1)最高落札価格(勝ち入札の最高値)、最低落札価格(勝ち入札の最低値)、最高非落札価格(負け入札の最高値)
2)勝ち入札の金額の性質(平均値、分散等)
3)勝ち入札の入札時期の性質(日にちや時刻等)
4)すべての入札の性質(平均値、分散等)
5)すべての入札の性質(日にちや時刻等)
【0056】
また、情報処理部132は、イ)過去に実施された多数の入札イベントのうち、ユーザが指定する複数の入札イベントについて、入札の統計分析結果を算出して表示させることができる。統計分析結果とは、例として以下のものが挙げられる。
1)商品Xを、入札イベントAではビッド支払い方式で販売し、入札イベントBでは均一価格方式で販売したとする。このとき、この機能を用いると、Aでの上記1)の結果とBでの上記1)の結果が計算されて、両者が比較しやすいように並べて表示される。比較しやすいとは、例えば「AのほうがBよりも最低落札価格が高い」とき、Aのほうだけが赤色に表示されるといったことが挙げられる。
2)これまで共通の方式(例:ビッド支払い方式)で実施した入札イベントたちについて、統計分析結果を計算して表示する。例えば、ビッド支払い方式では、入札額の分散がいくらかになっているか、目標収益額の達成率がいくらかになっているかが、表示される。
さらに、情報処理部132は、上述(イ)を、複数の方式について同時に計算し、表示させることができる。これによりビッド支払い方式と均一価格方式とではどちらが目標収益額の達成率が高いか、といったことを定量的に比較できるようになる。本実施形態により、プライシング方式を柔軟に選択できたり設定できたりするのみならず、主催者は、プライシング方式の選択や設定を統計に基づいて決定することができる。
【0057】
以上、発明に係る実施形態について説明したが、これらはその他の様々な形態で実施することが可能であり、種々の省略、置換および変更を行なって実施することが出来る。これらの実施形態および変形例ならびに省略、置換および変更を行なったものは、特許請求の範囲の技術的範囲とその均等の範囲に含まれる。
【符号の説明】
【0058】
1 システム 100 サーバ端末、110 通信部、120 記憶部、130 制御部、200 主催者端末、300 入札者端末、NW1 ネットワーク
【要約】 (修正有)
【課題】商品販売の入札案件に応じて柔軟なプライシング方式を選択可能な入札支援方法を提供する。
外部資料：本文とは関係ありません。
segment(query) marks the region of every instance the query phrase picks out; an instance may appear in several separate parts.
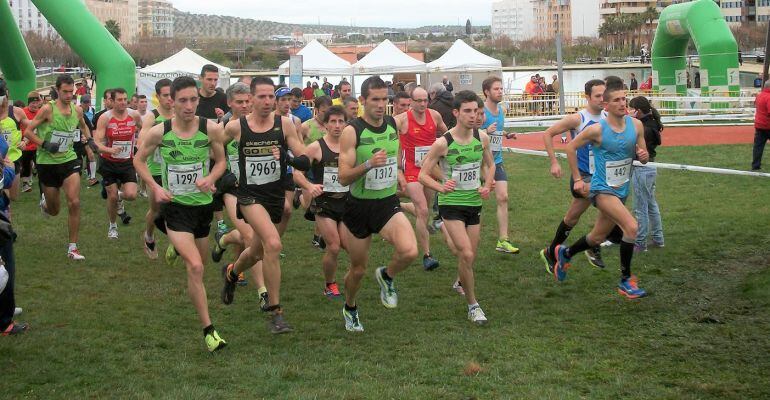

【解決手段】サーバ端末、主催者端末及び入札者端末を備えるシステムにおいて、商品販売の入札を支援する方法は、サーバ端末の制御部が、入札案件の企画を行う主催者の主催者端末から、入札案件の入札期間に関する入力データを受信し、主催者端末から、入札案件の、複数のプライシング方式のうち特定のプライシング方式及び特定のプライシング方式を定める各種パラメータの少なくとも一方に関する入力データを受信し、受信した入札期間及びプライシング方式に関するデータを、入札案件に関するデータに関連付けて、サーバ端末の記憶部に格納することでプライシング方式を登録し、登録した入札案件に関するデータを、入札期間、プライシング方式に関する情報を含めて、複数の入札者端末に送信することで、入札案件の内容を公開する。